1. expand the section on literature review. Especially from recent years.

2. because the composition of the concrete is atypical, e.g. for other areas in the world, please enclose information about the properties of the cement: chemical composition, water demand, strength after 2 and 28 days, the amount of heat released over time.

3. Please add information on the grain size composition of the aggregates and properties such as water absorption, frost resistance or alkaline reactivity.

4. Please add information about admixtures. Are air-entraining admixtures not used in the recipe? Was it not necessary to use concrete resistant to variable freezing / thawing temperatures?

5. Please provide information on concrete durability requirements. Is concrete with such a composition resistant to moisture and gas diffusion? Was there any additional protection, e.g. impregnation of elements?
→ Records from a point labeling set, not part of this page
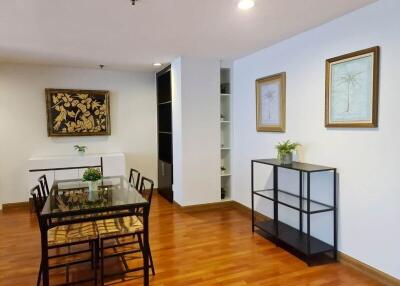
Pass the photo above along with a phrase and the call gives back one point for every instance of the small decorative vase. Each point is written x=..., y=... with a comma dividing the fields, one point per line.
x=286, y=159
x=93, y=186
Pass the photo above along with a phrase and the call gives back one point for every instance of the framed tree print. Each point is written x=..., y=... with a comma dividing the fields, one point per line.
x=271, y=103
x=351, y=89
x=72, y=112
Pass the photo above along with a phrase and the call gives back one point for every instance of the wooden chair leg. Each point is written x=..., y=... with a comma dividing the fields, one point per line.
x=94, y=260
x=39, y=279
x=150, y=257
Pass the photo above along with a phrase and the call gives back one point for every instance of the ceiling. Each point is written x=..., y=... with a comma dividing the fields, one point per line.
x=121, y=36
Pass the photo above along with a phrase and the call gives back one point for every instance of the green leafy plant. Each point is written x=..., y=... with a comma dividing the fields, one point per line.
x=285, y=148
x=80, y=148
x=92, y=175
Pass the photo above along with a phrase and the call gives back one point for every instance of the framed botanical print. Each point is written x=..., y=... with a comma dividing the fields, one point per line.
x=271, y=103
x=351, y=89
x=72, y=112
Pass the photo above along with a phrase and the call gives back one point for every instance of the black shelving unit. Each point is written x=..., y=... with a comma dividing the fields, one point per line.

6. It would be good to write if max. the temperature in the element did not cause microcracks. Have there been studies of the microstructure of concrete?

Author Response

Dear Reviewer,

Thanks for your advice. We appreciate the reviewer’s insightful suggestion on material properties and microstructural analysis. However, these are not our research objective. Instead, the goal is to alleviate the structural concerns using high capacity strands, especially the detension timing, so that the strands may be widely applied in real bridge structures. Thus, we monitored the behavior of the girder in the fabrication factory while we only conducted the traditional tests of concrete strength and modulus of elasticity in the lab.

Please find my itemized responses in below and my corrections in the re-submitted files.
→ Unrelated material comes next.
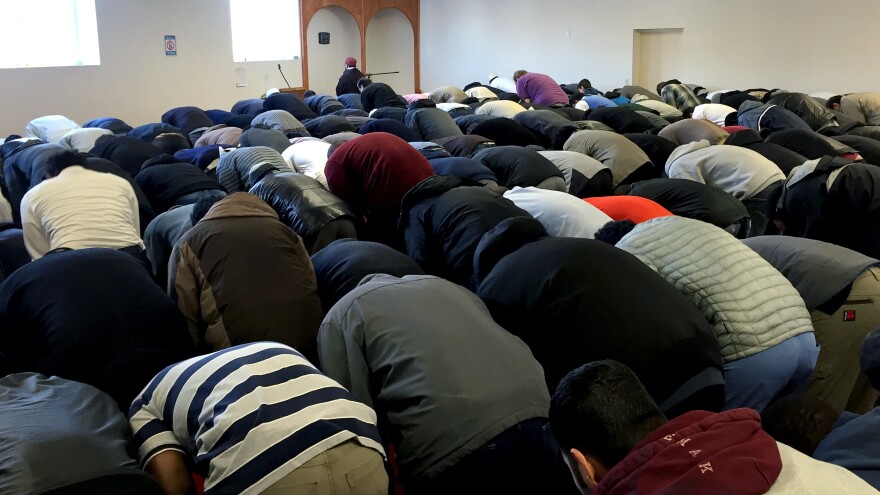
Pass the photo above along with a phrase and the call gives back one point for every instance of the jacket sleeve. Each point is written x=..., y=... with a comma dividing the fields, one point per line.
x=342, y=353
x=184, y=290
x=36, y=240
1. References in recent years have been added.
2. The strength of concrete test cube after 2d and 28d was 22.5 and 62.0 MPa, respectively. The heat emission of concrete was indirectly measured based on the monitoring of concrete temperature using 16 gauges embedded in the girder, and the curves of temperature variation over time were given in section 6.
3. The maximum size of coarse aggregate was 25 mm, and river sand was used as fine aggregate. The material properties of frost resistance or alkaline reactivity are not our research concerns.
4. The mix design of concrete has been given in Table 1. We only conducted the traditional tests of concrete strength and modulus of elasticity in the lab. Only these two material properties were required in the design. The girder was cast in the fall, and there was no freezing / thawing problem.
5. This is beyond our research.
6. No cracks were detected in the girder. The microstructure of concrete was not studied. Instead, we focused on the structural behavior of the box girder.

Reviewer 2 Report

The paper presents a highly interesting study of prestress losses in the production phase of a 32.6 m pretensioned concrete box girder bridge. The aim is to alleviate certain production concerns of prestressed concrete bridge girders using high capacity strands. Deformations, temperatures and forces were monitored, as well as the concrete- and steel properties.
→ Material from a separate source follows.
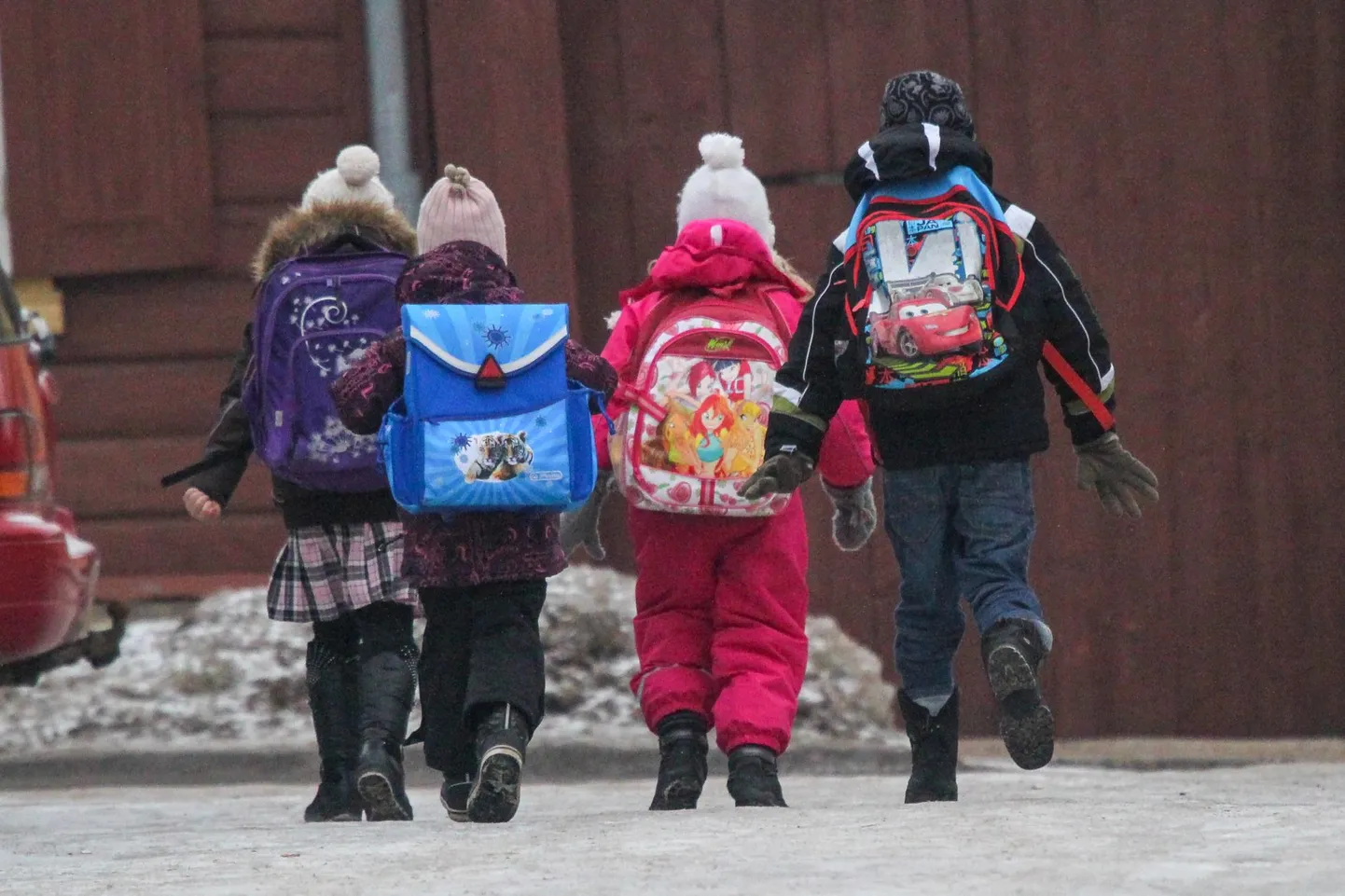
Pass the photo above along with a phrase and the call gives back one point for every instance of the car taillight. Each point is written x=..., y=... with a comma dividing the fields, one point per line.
x=18, y=464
The overall quality of the paper is high. The method, results and conclusions are well defined and explained.

Some general points are: The aim of the paper should be mentioned in the Abstract. The readers should be referred to Figure 2 and 3 in section 2 where you are detailing the dimensions. In section 4 you should mention that the water to binder ratio of the concrete was 0,30 and maybe give some comment on the reason for using both fly ash and slag in addition to cement. On line 147 (page 4) yo mention that the 6-d strength was 42,2 MPa, which is exactly the same as the 4-d strength. I assume it is a misspelling for the 6-d strength since you say it is higher than the 28-d strength (50 MPa). (There is an extra the in the same sentence). Figure 4 to 7 are very interesting. You could perhaps mention why there are no results for T-E-2 and 3 in Fig. 4b and T-E-7 in Fig. 6b. The calculations in section 7 and 8 seems correct (I checked by back calculations). The conclusion that the detensioning could theoretically be done at 4-d instead of 6-d provides important knowledge and understanding to the bridge manufacturers. As you mention in section 9, the concrete shall according to current requirements be at least 5 days at detensioning, but your findings provide understanding that this time could be reduced.

Good job authors!

Author Response

Dear Reviewer,

Thank you for your advice. The paper has been revised according to your suggestion. The typo has been revised. In section 6, “Notably, three concrete sensors at the beam-end (T-E-2, T-E-3, T-E-8) failed during the fabrication.” The data of these three sensors were not available.